>>>> "Marcus" == Marcus Crestani
<crestani(a)informatik.uni-tuebingen.de> writes:
Marcus> Thanks for your
patch, Jan. A few comments now, I'll take a
Marcus> closer look later.
>>>>> "JR" == Jan Rychter
<jan(a)rychter.com> writes:
JR> 3. The gc_checking_assert in get_mark_bit
really hurts. I'd suggest
JR> that
JR> it be removed as soon as we know it doesn't get hit under normal
JR> circumstances.
Marcus> It should stay in for development builds. When you profile, it
Marcus> would be much better to recompile XEmacs with
Marcus> `--disable-error-checking'. This removes a lot of time
Marcus> overhead (it also removes the costly gc_checking_asserts) and
Marcus> brings better results.
It was a build without error checking. Or at least that's what I
thought. I was actually surprised to find that this assert did not go
away in builds without error checking and I thought this was a mistake.
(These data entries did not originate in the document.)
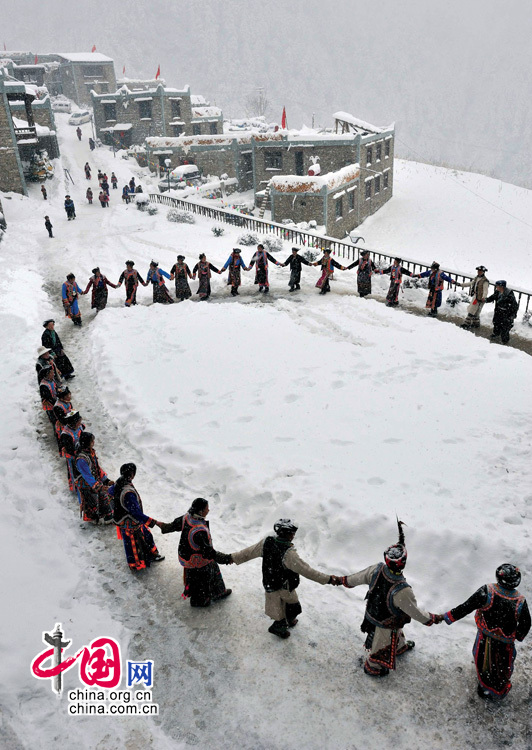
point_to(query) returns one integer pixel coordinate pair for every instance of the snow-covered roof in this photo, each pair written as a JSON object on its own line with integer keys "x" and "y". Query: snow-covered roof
{"x": 361, "y": 125}
{"x": 84, "y": 57}
{"x": 331, "y": 180}
{"x": 206, "y": 111}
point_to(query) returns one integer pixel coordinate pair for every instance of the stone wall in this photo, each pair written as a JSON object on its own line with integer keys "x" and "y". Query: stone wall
{"x": 11, "y": 175}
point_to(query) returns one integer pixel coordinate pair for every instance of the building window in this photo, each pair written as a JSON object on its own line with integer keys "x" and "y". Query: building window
{"x": 273, "y": 160}
{"x": 145, "y": 110}
{"x": 247, "y": 161}
{"x": 176, "y": 109}
{"x": 109, "y": 111}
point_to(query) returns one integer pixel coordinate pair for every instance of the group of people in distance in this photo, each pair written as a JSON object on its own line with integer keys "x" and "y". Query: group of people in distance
{"x": 506, "y": 305}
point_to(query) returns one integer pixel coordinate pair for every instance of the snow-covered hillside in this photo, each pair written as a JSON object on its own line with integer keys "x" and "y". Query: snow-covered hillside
{"x": 334, "y": 410}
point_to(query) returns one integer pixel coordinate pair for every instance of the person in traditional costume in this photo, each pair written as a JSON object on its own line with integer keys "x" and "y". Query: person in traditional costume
{"x": 156, "y": 278}
{"x": 281, "y": 569}
{"x": 436, "y": 280}
{"x": 50, "y": 339}
{"x": 366, "y": 269}
{"x": 261, "y": 258}
{"x": 295, "y": 261}
{"x": 328, "y": 265}
{"x": 62, "y": 408}
{"x": 396, "y": 272}
{"x": 69, "y": 292}
{"x": 391, "y": 604}
{"x": 204, "y": 269}
{"x": 44, "y": 358}
{"x": 179, "y": 272}
{"x": 478, "y": 289}
{"x": 234, "y": 263}
{"x": 99, "y": 284}
{"x": 48, "y": 391}
{"x": 69, "y": 436}
{"x": 92, "y": 483}
{"x": 131, "y": 278}
{"x": 202, "y": 578}
{"x": 132, "y": 524}
{"x": 502, "y": 617}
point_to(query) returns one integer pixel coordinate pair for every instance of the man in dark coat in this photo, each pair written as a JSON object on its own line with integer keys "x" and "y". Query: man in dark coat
{"x": 502, "y": 617}
{"x": 295, "y": 261}
{"x": 506, "y": 307}
{"x": 51, "y": 340}
{"x": 202, "y": 577}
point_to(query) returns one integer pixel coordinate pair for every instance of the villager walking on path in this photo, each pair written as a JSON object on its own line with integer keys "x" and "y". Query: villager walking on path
{"x": 261, "y": 258}
{"x": 70, "y": 292}
{"x": 396, "y": 272}
{"x": 203, "y": 268}
{"x": 295, "y": 261}
{"x": 50, "y": 339}
{"x": 436, "y": 281}
{"x": 234, "y": 263}
{"x": 328, "y": 265}
{"x": 202, "y": 578}
{"x": 366, "y": 269}
{"x": 133, "y": 525}
{"x": 391, "y": 604}
{"x": 131, "y": 278}
{"x": 478, "y": 289}
{"x": 92, "y": 483}
{"x": 179, "y": 272}
{"x": 502, "y": 617}
{"x": 281, "y": 568}
{"x": 156, "y": 278}
{"x": 506, "y": 307}
{"x": 99, "y": 284}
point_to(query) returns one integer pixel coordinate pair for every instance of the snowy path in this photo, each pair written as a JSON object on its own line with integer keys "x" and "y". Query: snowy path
{"x": 338, "y": 411}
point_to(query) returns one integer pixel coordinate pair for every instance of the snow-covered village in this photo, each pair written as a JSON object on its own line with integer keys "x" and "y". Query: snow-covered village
{"x": 266, "y": 452}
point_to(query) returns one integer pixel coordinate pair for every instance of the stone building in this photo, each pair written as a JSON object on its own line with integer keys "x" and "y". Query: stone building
{"x": 129, "y": 116}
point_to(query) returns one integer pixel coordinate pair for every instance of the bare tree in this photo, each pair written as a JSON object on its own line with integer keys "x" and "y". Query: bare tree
{"x": 257, "y": 103}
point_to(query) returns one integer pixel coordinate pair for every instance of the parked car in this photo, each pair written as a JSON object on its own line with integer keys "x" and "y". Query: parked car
{"x": 180, "y": 178}
{"x": 78, "y": 118}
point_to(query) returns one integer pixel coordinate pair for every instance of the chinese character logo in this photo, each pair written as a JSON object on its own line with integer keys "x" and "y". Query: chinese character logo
{"x": 99, "y": 662}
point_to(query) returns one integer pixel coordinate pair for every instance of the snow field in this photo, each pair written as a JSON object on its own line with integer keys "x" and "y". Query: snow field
{"x": 336, "y": 411}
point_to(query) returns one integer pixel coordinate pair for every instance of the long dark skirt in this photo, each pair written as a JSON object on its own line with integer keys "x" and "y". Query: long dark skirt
{"x": 182, "y": 289}
{"x": 204, "y": 289}
{"x": 139, "y": 546}
{"x": 203, "y": 585}
{"x": 392, "y": 298}
{"x": 162, "y": 295}
{"x": 95, "y": 504}
{"x": 99, "y": 299}
{"x": 494, "y": 661}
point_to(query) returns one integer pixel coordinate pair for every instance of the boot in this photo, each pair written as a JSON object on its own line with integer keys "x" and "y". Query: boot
{"x": 279, "y": 628}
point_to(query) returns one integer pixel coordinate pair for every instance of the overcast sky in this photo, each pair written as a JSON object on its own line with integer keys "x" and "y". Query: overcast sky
{"x": 455, "y": 76}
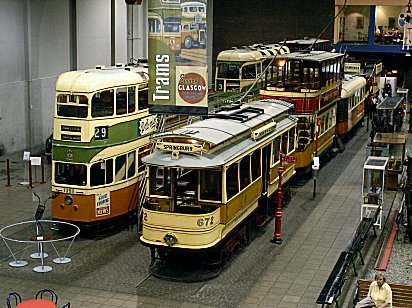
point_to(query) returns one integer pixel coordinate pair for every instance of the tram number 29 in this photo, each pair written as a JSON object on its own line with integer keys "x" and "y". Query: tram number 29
{"x": 101, "y": 132}
{"x": 205, "y": 222}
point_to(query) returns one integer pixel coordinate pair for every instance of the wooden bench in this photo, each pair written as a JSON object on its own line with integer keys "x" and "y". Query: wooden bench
{"x": 333, "y": 286}
{"x": 401, "y": 293}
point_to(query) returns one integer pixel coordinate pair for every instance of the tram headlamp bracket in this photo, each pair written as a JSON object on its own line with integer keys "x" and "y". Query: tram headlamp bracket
{"x": 68, "y": 200}
{"x": 170, "y": 239}
{"x": 175, "y": 155}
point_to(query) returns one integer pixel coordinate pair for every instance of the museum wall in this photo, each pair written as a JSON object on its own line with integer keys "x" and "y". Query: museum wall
{"x": 36, "y": 47}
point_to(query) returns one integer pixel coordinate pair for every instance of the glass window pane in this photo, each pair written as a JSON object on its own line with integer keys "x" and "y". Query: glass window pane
{"x": 245, "y": 172}
{"x": 131, "y": 164}
{"x": 72, "y": 174}
{"x": 121, "y": 101}
{"x": 143, "y": 99}
{"x": 97, "y": 174}
{"x": 109, "y": 171}
{"x": 131, "y": 99}
{"x": 275, "y": 150}
{"x": 256, "y": 165}
{"x": 232, "y": 180}
{"x": 103, "y": 104}
{"x": 120, "y": 165}
{"x": 210, "y": 185}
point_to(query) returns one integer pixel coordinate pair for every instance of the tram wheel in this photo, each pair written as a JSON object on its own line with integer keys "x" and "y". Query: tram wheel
{"x": 188, "y": 42}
I'll go back and redo the builds and the profiling over the weekend, to
double check this.
Marcus> How big is the performace benefit of your patch in a
Marcus> `--disable-error-checking' build?
JR> It will only work for one mark bit per object. Do you actually plan
JR> to use more? We will likely lose a lot of the efficiency if we
JR> conditionalize this.
Marcus> The incremental garbage collector needs two mark bits, so we
Marcus> have to move the focus on finding optimizations for the two-bit
Marcus> case.
Ok, in that case I'll have to rework the whole scheme
significantly. Does this mean I can stick to optimizing the two-bit
case, or will we need to support a different number of bits soon?
JR> After the optimizations, the worst performance loss occurs in
JR> kkcc_marking, and that's because of pipeline stalls due to
JR> mispredicted branches. I don't know what we could do about this,
JR> other than rewrite the switch as a series of conditionals ordered
JR> so that branch prediction can do a better job.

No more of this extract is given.